De algún modo, el hijo, con sus aristocráticos conocimientos escolares, sus gramáticas y sus aversiones, estaba perdiendo todas aquellas devociones infantiles, que incluían el sol y la luna, con las que, al igual que otros niños, había nacido, y que su madre, que seguía siendo una criatura, tanto había amado en él. Estaba circunscribiendo su ámbito a unos pocos miles de individuos nobles y adinerados, una simple capa de barniz de los más de mil millones de seres que no le interesaban en absoluto. Y cada vez fue alejándose más de ella. Como el milieu de Sophy era un barrio de pequeños comerciantes y humildes oficinistas, y apenas tenía más compañía que la de sus dos criadas, no fue extraño que, tras la muerte de su marido, perdiera en seguida los pequeños refinamientos que él le había inculcado, y se convirtiese, para su hijo, en una madre de cuyos errores y de cuyo origen un caballero como él tenía que avergonzarse. Pues aún estaba lejos de ser lo bastante hombre (si es que algún día llegaba a serlo) para dar a los pecados de ella su verdadero valor, que era mínimo al lado del tierno cariño que brotaba de su corazón, y que guardaba celosamente en su pecho hasta que él, o cualquier otra persona o cosa, se mostrara mejor dispuesto a aceptarlo. Si el muchacho hubiera vivido en casa con ella, lo habría tenido todo; pero parecía necesitarlo muy poco en las actuales circunstancias y aquél continuaba almacenado.
La vida de Sophy se hizo insoportablemente aburrida; no podía dar paseos, y no le atraía salir en carruaje ni viajar a ninguna parte. Pasaron casi dos años sin que ocurriera nada, y ella seguía contemplando aquella calle de la periferia, recordando el pueblo donde había nacido, y al que habría vuelto... ¡y con cuánta alegría!... incluso para trabajar en los campos.
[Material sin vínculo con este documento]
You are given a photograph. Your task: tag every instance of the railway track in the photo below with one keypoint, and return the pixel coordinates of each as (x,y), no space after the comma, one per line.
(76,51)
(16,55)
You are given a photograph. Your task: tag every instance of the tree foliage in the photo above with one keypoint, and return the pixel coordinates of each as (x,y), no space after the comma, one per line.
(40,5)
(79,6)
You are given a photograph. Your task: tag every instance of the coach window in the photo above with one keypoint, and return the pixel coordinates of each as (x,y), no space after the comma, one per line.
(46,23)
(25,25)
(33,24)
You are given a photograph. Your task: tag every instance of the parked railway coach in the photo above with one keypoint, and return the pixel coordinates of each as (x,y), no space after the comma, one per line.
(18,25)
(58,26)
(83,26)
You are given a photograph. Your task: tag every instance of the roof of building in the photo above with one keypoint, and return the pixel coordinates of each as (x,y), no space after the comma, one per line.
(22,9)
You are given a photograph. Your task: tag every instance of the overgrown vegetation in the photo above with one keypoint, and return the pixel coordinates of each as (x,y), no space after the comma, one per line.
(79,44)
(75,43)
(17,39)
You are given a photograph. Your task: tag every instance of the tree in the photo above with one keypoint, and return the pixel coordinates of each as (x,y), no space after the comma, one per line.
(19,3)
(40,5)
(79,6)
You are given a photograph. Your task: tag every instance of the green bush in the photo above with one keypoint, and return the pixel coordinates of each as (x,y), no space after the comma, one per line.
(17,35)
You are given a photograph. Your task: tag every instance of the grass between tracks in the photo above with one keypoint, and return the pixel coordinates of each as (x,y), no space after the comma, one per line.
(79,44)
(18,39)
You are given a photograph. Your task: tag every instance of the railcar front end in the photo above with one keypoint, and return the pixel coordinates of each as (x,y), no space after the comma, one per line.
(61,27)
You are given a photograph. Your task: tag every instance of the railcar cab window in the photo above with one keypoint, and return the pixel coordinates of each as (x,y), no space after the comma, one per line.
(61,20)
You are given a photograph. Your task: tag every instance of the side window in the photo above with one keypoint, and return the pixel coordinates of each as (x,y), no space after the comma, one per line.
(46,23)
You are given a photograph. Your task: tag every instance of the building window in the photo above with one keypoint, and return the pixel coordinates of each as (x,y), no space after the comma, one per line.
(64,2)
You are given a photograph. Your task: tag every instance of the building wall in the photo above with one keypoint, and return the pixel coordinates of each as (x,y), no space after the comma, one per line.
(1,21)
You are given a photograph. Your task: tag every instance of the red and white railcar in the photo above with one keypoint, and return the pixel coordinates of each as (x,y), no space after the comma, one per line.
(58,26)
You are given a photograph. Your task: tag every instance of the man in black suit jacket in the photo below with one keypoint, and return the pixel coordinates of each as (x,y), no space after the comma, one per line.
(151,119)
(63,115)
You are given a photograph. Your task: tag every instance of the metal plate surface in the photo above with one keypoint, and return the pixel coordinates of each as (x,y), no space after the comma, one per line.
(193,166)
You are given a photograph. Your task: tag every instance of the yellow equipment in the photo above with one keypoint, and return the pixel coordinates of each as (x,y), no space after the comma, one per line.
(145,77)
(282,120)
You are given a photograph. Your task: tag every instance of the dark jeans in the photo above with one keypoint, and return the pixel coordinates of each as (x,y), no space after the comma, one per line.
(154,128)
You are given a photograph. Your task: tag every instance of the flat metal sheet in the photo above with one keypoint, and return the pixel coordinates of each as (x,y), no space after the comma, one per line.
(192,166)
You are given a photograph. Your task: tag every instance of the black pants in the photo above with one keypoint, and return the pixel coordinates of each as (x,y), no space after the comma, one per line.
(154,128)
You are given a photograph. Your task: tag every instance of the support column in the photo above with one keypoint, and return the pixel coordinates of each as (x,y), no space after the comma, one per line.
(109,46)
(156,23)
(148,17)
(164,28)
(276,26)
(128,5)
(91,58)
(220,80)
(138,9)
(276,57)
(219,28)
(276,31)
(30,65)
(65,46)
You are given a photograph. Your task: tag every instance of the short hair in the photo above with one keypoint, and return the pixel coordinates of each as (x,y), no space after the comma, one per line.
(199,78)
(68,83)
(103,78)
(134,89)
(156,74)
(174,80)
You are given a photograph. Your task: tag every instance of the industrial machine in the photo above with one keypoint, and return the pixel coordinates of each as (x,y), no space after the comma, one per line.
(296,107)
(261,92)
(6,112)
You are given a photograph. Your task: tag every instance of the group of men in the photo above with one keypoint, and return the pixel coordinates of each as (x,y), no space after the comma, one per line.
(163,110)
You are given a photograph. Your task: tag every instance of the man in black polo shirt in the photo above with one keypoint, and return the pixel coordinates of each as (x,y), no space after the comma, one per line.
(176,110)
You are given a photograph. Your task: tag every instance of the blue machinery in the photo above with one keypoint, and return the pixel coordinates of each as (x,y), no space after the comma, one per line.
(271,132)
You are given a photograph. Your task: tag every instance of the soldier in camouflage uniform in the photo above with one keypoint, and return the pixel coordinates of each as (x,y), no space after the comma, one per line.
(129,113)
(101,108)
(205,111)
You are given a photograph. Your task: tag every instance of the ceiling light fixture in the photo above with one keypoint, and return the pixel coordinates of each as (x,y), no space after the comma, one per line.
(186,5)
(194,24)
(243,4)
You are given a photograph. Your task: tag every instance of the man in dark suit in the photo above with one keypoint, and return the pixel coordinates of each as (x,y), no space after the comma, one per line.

Como no hacía ningún ejercicio físico, era frecuente que no pudiera conciliar el sueño; y se levantaba en medio de la noche o con las primeras luces del día y contemplaba la calle, entonces vacía, donde las farolas se alzaban como centinelas que esperasen el paso de un desfile. Algo muy parecido a ese desfile se producía todas las mañanas, hacia la una de la madrugada, cuando los vehículos del campo pasaban cargados de verduras y hortalizas para el mercado de Covent Garden. Sophy los veía a menudo a esa hora silenciosa y oscura, avanzando lentamente... un carro tras otro, llevando verdes bastiones de coles que inclinaban sus cabezas como si fueran a caer y que, sin embargo, nunca se caían, murallas de cestas repletas de judías y guisantes, pirámides de nabos blancos como la nieve, howdahs* bamboleantes con toda clase de productos... avanzando lentamente tras unos viejos caballos nocturnos, que parecían preguntarse pacientemente, en medio de sus huecos resoplidos, por qué tenían que trabajar siempre a aquella hora silenciosa en que todas las demás criaturas sensibles tenían el privilegio de descansar. Envuelta en un manto, se consolaba mirándolos y sintiéndose cerca de ellos cuando el abatimiento o el nerviosismo le impedían dormir, y viendo cómo todas aquellas verduras frescas parecían cobrar vida al pasar junto a las farolas, y cómo los animales sudorosos exhalaban humo y brillaban después de tantas millas de viaje.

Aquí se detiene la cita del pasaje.